On Tuesday, Martinez’s family filed a lawsuit against the city of Albuquerque in the November incident, alleging Martinez’s civil rights were violated through excessive force and negligence.
“This decision to deploy non-lethal force might have been life-saving if Officer Angelo Lovato had not needlessly shot and killed Mr. Martinez with a bullet at the same time,” attorney Mark Fine, who is representing the family, said in a statement. “The nearly simultaneous applications of non-lethal and lethal force against Mr. Martinez offer another tragic object lesson on how a long-standing culture of non-accountability at the top of APD undermines the City’s laudable efforts to prevent its police from using excessive deadly force against people in crisis.”
Martinez had been diagnosed with paranoid personality disorder, according to the lawsuit in 2nd Judicial District Court.
The lawsuit is seeking “a reasonable award of compensatory and punitive damages, including interest and attorney fees, and such other relief as the Court deems just.”
Additionally, according to the lawsuit, the family requests the city create, fund and staff an office or program to communicate with relatives of those killed in police shootings “to avoid unnecessarily aggravating their grief and trauma.”
In Martinez’s case, the lawsuit states that the city “failed to make good faith efforts to notify” Martinez’s wife of his death.
In a statement released by Fine, Martinez’s widow, Florence, said he had been abused as a child and battled addiction as an adult, all while suffering from “multiple physical and mental illnesses.”

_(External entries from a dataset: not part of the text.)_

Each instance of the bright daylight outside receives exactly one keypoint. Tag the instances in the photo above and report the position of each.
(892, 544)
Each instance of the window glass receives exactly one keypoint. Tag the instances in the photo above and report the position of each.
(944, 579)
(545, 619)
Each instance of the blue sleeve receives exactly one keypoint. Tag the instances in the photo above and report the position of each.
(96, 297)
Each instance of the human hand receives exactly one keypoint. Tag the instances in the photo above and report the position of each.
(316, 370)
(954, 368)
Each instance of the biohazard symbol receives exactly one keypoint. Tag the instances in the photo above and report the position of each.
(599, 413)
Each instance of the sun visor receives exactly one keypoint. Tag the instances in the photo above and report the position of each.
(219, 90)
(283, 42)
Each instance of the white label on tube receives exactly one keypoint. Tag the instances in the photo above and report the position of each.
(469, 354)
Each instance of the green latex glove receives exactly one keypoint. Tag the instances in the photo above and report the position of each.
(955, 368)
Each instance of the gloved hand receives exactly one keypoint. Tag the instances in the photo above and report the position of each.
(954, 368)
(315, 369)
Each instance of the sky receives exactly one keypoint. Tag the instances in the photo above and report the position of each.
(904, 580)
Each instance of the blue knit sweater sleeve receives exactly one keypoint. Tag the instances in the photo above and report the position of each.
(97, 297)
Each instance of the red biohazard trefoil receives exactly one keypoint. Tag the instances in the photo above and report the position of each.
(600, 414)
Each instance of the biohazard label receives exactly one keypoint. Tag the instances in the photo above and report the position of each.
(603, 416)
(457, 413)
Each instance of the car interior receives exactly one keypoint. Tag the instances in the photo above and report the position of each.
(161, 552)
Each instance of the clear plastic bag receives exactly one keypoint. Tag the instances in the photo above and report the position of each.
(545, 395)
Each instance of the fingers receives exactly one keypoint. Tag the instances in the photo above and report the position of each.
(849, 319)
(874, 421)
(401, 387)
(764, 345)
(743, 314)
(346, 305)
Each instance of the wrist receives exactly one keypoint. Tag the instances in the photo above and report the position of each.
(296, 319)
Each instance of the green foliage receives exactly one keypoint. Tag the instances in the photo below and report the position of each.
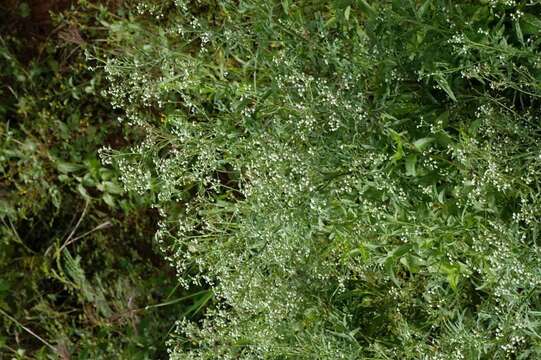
(77, 266)
(352, 179)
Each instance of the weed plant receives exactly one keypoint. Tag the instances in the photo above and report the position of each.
(77, 267)
(346, 179)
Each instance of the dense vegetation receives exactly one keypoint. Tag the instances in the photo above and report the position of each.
(341, 179)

“He aspired to live a sober life and to be an active and present father to his children but he was not able to accomplish these goals before his death,” she said in the statement. “… Jacob was a loyal and considerate friend with a relentless sense of humor.”
On Nov. 25, the Albuquerque Police Department had operation Sticky Fingers, targeting retail crime, underway at Cottonwood Mall. Around 3:30 p.m., police tried to arrest Martinez after he was seen shoplifting, and he took off.
The foot chase spanned multiple parking lots and even went through an ice cream parlor. At one point, Martinez pulled out a handgun and was cornered outside an office building.
Within minutes, he was dead.
APD officials have said that Lovato later told police he fired when the gun “lifted” in Martinez’s hand, fearing he was going to shoot another officer.
Video showed Martinez’s arms flared out when the less-lethal round hit him in the chest, but the gun in his hand never pointed toward any of the officers before Lovato fired.
The lawsuit states the city knew Lovato “had a history of using deadly and/or excessive force” and “lacked professional integrity,” pointing to Lovato’s name being on the District Attorney’s disclosure list of untrustworthy officers for testimony.
The District Attorney’s Office didn’t immediately say why Lovato was on the list, which is known as a Brady-Giglio disclosure list.
Journal reporting shows Lovato has fatally shot two others and been sued at least twice as an APD officer.
In 2004, Lovato killed a DWI suspect who grabbed his gun after a foot chase, and in 2007 Lovato fatally shot a man who was wielding a screwdriver.
Lovato was sued for excessive force in the second incident and exonerated by a jury.
In 2008, a jury found Lovato and other APD officers used excessive force on, and wrongfully arrested, an off-duty State Police officer after a dispute outside a bar years earlier. The jury awarded $35,000 in damages to the former State Police officer.